L’amore per la musica è cominciato abbastanza tardi, nei tragitti a piedi da casa a scuola, avevo 14 anni o giù di lì. A 18 anni ho scoperto la musica elettronica, e me ne sono innamorato. Da lì i primi DJ set e le prime serate nel paese da cui provengo. Appena arrivato all’università a Milano le cose sono cambiate, ho incontrato il mio socio e abbiamo iniziato a fare musica più seriamente.

Cosa influenza maggiormente il tuo suono?
Dipende! Attualmente sto seguendo due progetti molto diversi tra di loro. Uno è appunto Francesco Galassia ed è prettamente musica sperimentale e IDM. Le influenze qui vengono maggiormente dalla scena musicale inglese: mi vengono in mente nomi come Lee Gamble, Lanark Artefax, Actress, ed etichette come la UIQ o la Hyperdub.
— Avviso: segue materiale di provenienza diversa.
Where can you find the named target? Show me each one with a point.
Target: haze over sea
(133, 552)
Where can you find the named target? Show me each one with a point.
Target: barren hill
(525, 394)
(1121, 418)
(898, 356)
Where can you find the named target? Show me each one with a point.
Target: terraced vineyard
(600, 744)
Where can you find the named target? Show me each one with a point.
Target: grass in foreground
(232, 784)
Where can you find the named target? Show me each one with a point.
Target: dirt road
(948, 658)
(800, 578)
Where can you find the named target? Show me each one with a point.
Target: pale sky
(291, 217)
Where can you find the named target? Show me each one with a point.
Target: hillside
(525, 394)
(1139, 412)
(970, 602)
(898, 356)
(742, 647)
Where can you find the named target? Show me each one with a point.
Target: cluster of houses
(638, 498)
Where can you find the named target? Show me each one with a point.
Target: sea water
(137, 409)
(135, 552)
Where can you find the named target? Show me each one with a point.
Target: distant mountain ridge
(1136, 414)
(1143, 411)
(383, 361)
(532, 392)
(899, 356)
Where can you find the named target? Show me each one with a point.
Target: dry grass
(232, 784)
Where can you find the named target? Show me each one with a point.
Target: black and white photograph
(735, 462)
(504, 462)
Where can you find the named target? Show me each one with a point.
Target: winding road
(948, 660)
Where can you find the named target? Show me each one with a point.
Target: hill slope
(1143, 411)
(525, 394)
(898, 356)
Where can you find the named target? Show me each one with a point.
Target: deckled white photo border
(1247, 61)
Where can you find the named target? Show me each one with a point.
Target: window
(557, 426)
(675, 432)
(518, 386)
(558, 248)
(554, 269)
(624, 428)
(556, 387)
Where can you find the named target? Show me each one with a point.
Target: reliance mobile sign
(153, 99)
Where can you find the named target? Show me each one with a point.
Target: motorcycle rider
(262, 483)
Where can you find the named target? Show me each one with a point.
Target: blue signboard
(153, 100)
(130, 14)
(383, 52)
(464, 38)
Il secondo progetto è abbastanza nuovo, si chiama Moto Accelerato ed esiste solamente da qualche mese. A lavorarci siamo in due, facciamo techno e abbiamo appena rilasciato il nostro primo EP: Le Carceri. Le influenze di questo lavoro sono per lo più scandinave. Varg, Shxcxchcxsh, Abdulla Rashim e la Northern Electronics piuttosto che la Avian.

Cosa stai ascoltando ultimamente?
Sto ascoltando tantissima ambient, che mi aiuta quando devo lavorare fino a notte fonda. Mono No Aware di P.A.N. e Pop di GAS sono la mia salvezza quando sto davanti al computer. Sto anche riscoprendo tanta dub techno degli anni ’90. Come Substance, Radius and Antonio. Assieme a molto noise sperimentale e IDM, of course.

Da dove hai tratto ispirazione per questo mix?
Sono originario delle Alpi, e ho cercato di tornare con la testa a quando giocavo nei boschi da bambino. Quando sei a contatto con la natura hai davvero l’abilità di concentrati su ogni piccolo dettaglio. Dallo spezzarsi delle foglie alla luce filtrata dagli alberi. Sono piccoli frammenti di intimità che ricordo benissimo.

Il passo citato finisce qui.